Diesen Sommer bringt Sebastian Herrmann gemeinsam mit seinen Rennrad-Freunden Andi Lipp, Christian Schmid und Sebastian Wilhelmi die Initiative Chainreaction Bikeconvoy for Ukraine auf die Straße. Mit einem Rad-Konvoi sollen zehn Rettungswagen in die Ukraine gebracht werden. Mit der rund 1.200 Kilometer langen Radtour von München nach Lviv wird Aufmerksamkeit generiert. Das Geld für die Fahrzeuge wird bereits jetzt gesammelt.
Die Rettungswagen sind Begleitfahrzeuge der Tour und werden natürlich in der Ukraine bleiben, um dort Leben zu retten. Für die Aktion arbeitet die Initiative Chainreaction mit Bamberg:UA zusammen, einem Verein, der seit Beginn des Krieges bereits Dutzende Krankenwagen und Evakuierungsbusse ins Land gebracht hat. Ein Rettungswagen kann pro Tag bis zu fünf Menschenleben retten.
Crowdfunding für die gute Sache
Ein gebrauchter Rettungswagen kostet zwischen 12.000 und 20.000 Euro. Um die nötige Summe zusammenzubringen, setzt das Team auf eine Crowdfunding-Kampagne sowie auf Spenden von Firmen.
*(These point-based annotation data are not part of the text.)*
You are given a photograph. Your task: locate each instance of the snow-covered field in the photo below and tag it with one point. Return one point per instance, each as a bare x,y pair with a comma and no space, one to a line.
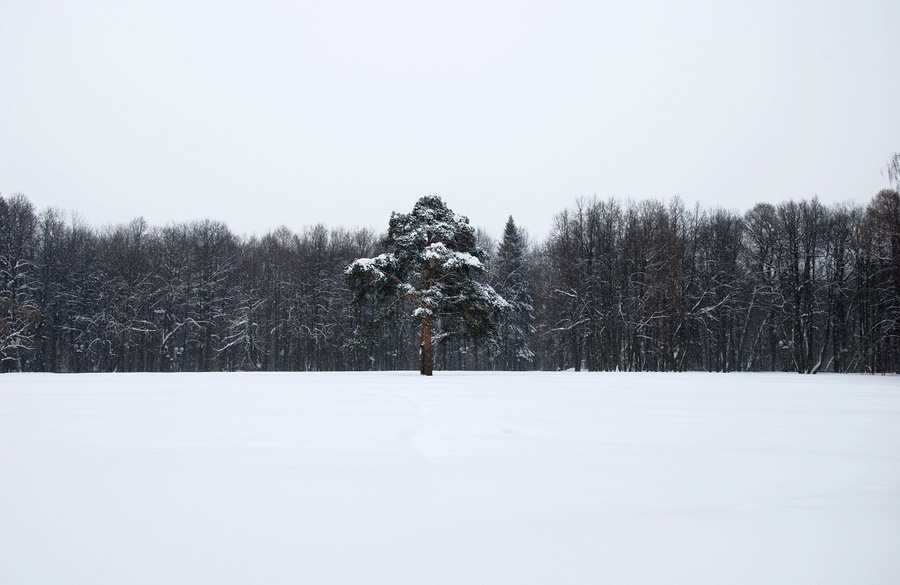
464,478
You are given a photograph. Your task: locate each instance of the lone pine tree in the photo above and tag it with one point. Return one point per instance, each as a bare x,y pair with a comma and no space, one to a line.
432,264
511,278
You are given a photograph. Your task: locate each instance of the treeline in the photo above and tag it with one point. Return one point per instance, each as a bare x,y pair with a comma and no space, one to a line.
616,285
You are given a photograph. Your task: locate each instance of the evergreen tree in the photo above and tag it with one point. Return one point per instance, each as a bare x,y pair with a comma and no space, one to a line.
511,275
432,263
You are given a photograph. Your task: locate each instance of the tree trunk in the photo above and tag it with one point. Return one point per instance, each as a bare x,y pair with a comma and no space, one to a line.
426,352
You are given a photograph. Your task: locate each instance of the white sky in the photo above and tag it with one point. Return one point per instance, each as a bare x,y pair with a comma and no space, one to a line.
268,113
Angesprochen werden gezielt Rad-Communitys, Sportlerinnen und Sportler sowie Unternehmen aus der Fahrradbranche. Außerdem hat die Initiative ein Trikot entworfen, das ab dem 7. April über den Online-Händler Rose bestellbar sein wird. Pro verkauftem Trikot werden 50 Euro gespendet.
Jeder kann mitmachen
Ob als Spender, Mitradler oder Multiplikator – jede Unterstützung zählt. Wer selbst aufs Rad steigen will, kann sich der Gruppe anschließen, sich über die Homepage https://chainreaction-bikeconvoy.org/de/home/ für die Fahrt anmelden und Teil „eines außergewöhnlichen humanitären Projekts“ werden, wie es auf der Website heißt. Denn hier geht es nicht nur ums Radfahren, sondern darum, gemeinsam Verantwortung zu übernehmen.
Wir haben Sebastian angerufen und wollten wissen, wie er auf diese ungewöhnliche Idee gekommen ist:
Entstanden ist das auch durch Gespräche mit Rüdiger von den Sportfreunden Stiller, mit dem ich am Stadtrand von Germering immer wieder auf einer Bank sitze und gemeinsam Bier trinke. Wir beschäftigen uns schon lange mit dem Russland-Thema, daraus sind immer wieder Projekte entstanden. Eines Tages sagte er: ‚Ich hab’ einen Krankenwagen gekauft.‘ Und dann sind wir losgefahren.
Der erste Rettungswagen, den wir im November 2022 gebracht haben, war fast 300 Tage im Einsatz, bevor er verloren ging – im Schnitt wurden damit fünf Schwerverletzte pro Tag transportiert. Das macht einen Unterschied. Seitdem gab es mehrere Aktionen. Zum Beispiel hatten wir die Idee mit dem Kulturkonvoi – im Februar 2024 sind wir mit sechs Wagen los, im Oktober 2024 mit zehn.
Es reicht aber aus meiner Sicht jetzt nicht. Wir müssen auch irgendwie eine Mindset-Mobilisierung hinkriegen, darum geht es mir auch, mit dem Radkonvoi, dass wir ins Tun kommen und dass wir spüren, wozu wir in der Lage sind, wenn wir alle zusammenhalten und gemeinsam etwas wagen. Wie stark wir in der Gruppe sein können, dass wissen wir gerade als Radfahrer. Es ist ein Problem, dass wir das immer noch nicht für möglich halten, dass es uns in Europa und Deutschland auch an den Kragen geht.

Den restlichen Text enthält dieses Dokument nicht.